Government drops plans to abolish leasehold system in England and Wales
The Department for Levelling Up, Housing and Communities will announce a new range of measures next month to protect the 10 million Britons who own their homes in a leasehold. Levelling Up Secretary Michael Gove is reported to be unable to find the Parliamentary time to legislate for a total ban, despite a pledge made in January to end it this year.
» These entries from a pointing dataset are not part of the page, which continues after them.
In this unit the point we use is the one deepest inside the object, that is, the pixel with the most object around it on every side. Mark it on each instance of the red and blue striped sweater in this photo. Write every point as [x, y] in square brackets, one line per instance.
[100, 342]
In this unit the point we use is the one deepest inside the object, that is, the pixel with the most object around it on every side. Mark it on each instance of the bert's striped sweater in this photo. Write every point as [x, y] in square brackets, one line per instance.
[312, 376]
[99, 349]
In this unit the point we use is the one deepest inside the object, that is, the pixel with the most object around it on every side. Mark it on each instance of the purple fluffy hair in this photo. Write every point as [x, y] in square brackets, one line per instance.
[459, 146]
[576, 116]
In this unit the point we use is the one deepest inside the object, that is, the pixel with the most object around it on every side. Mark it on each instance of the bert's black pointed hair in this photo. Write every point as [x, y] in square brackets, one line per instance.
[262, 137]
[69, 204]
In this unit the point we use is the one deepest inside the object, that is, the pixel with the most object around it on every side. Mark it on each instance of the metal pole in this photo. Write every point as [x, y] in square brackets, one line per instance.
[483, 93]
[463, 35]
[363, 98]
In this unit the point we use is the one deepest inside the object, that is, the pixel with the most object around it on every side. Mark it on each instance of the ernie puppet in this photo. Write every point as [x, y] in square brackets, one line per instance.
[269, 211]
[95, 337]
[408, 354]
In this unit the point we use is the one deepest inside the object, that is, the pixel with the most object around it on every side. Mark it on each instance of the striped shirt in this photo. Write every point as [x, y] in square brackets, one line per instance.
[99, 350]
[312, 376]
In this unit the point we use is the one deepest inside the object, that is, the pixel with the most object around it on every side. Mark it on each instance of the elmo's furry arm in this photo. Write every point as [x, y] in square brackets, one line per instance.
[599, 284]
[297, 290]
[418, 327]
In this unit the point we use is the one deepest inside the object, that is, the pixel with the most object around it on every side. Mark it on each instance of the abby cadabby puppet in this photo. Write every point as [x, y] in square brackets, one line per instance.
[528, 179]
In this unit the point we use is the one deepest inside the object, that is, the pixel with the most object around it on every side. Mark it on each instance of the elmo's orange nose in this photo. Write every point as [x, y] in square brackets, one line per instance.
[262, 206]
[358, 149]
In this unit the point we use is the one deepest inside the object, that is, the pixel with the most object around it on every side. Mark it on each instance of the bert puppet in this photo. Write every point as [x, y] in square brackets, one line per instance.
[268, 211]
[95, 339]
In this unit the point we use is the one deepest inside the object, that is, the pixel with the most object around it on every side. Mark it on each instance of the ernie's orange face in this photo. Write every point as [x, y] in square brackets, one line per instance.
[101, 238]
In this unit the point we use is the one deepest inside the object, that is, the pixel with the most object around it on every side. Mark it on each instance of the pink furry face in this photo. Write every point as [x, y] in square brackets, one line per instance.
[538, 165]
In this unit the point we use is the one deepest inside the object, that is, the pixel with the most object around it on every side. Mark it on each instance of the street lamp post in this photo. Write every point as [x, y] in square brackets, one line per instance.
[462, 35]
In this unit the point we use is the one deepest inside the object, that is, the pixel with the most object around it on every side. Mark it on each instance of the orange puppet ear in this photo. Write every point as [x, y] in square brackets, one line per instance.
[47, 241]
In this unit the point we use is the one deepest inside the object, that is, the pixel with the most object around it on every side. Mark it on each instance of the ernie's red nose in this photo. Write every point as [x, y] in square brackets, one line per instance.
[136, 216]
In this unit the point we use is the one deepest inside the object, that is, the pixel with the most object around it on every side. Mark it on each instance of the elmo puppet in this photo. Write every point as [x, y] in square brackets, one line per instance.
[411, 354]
Instead, Gove will announce measures including a cap on ground rents, more powers for tenants to choose their own property management companies and a ban on building owners forcing leaseholders to pay any legal costs incurred as part of a dispute.
Full draft policy platform that could form 2024 Labour manifesto revealed
Yesterday (11 May), LabourList published a summary of an 86-page policy handbook, built on submissions from Labour groups and beyond, six National Policy Forum documents consulted on earlier this year, past consultations and pledges announced by the Shadow Cabinet in recent years. It is Labour’s most comprehensive policy platform yet since Starmer became leader, drawing up a “provisional but wide-ranging blueprint likely to shape the next general election manifesto”. Policies will first be “debated, amended and agreed” by those involved in the National Policy Forum, with National Policy Forum members able to file amendments until June before a key meeting in late July. These are then “subject to approval” at Labour’s annual conference, to decide the “party programme”. Then ahead of an election, representatives will hold a further “Clause V meeting” to decide which parts of the programme reach the manifesto.
Provisional policies that are relevant to built environment include a £28bn investment of public capital a year into the green economy, alongside an active industrial strategy, with strategic public investment attracting private sector investment; investment in both mitigating the climate crisis but also in adapting to the effects of a warming world, for example by rapidly improving flood defences, the resilience of our national infrastructure to extreme weather and other measures; tackle planning barriers to renewable energy projects, getting planning decision timelines down from years to just months, and remove the obstacles that are currently preventing businesses from investing in the UK; setting out a clear roadmap for decarbonisation; reforming the UK’s system of energy supply, generation and transmission and distribution so that it delivers cheaper bills for consumers and businesses, clean energy and energy security; upgrade every home that needs it to EPC standard C within a decade by installing energy-saving measures such as loft insulation, going street by street in locally-delivered programmes; establishing a new Industrial Strategy Council and place it on a statutory footing, bringing together industry, unions and other experts to inform policy-making; overseeing a significant expansion of economic devolution in England by the end of first term; delivering a landmark shift in skills provision and give people the tools they need in the workplaces of the future; reforming planning and arcane land purchase rules to get Britain building, while fixing the country’s development model; reforming the private rented sector, giving tenants greater security through a powerful new renters’ charter, which will include longer-term tenancies as standard, the right to reasonable alterations, ending Section 21 ‘no fault’ evictions and introducing a national register of landlords; and introducing a legally binding ‘Decent Homes Standard 2’ updated for the next decade that will apply to all buildings in the private rented sector.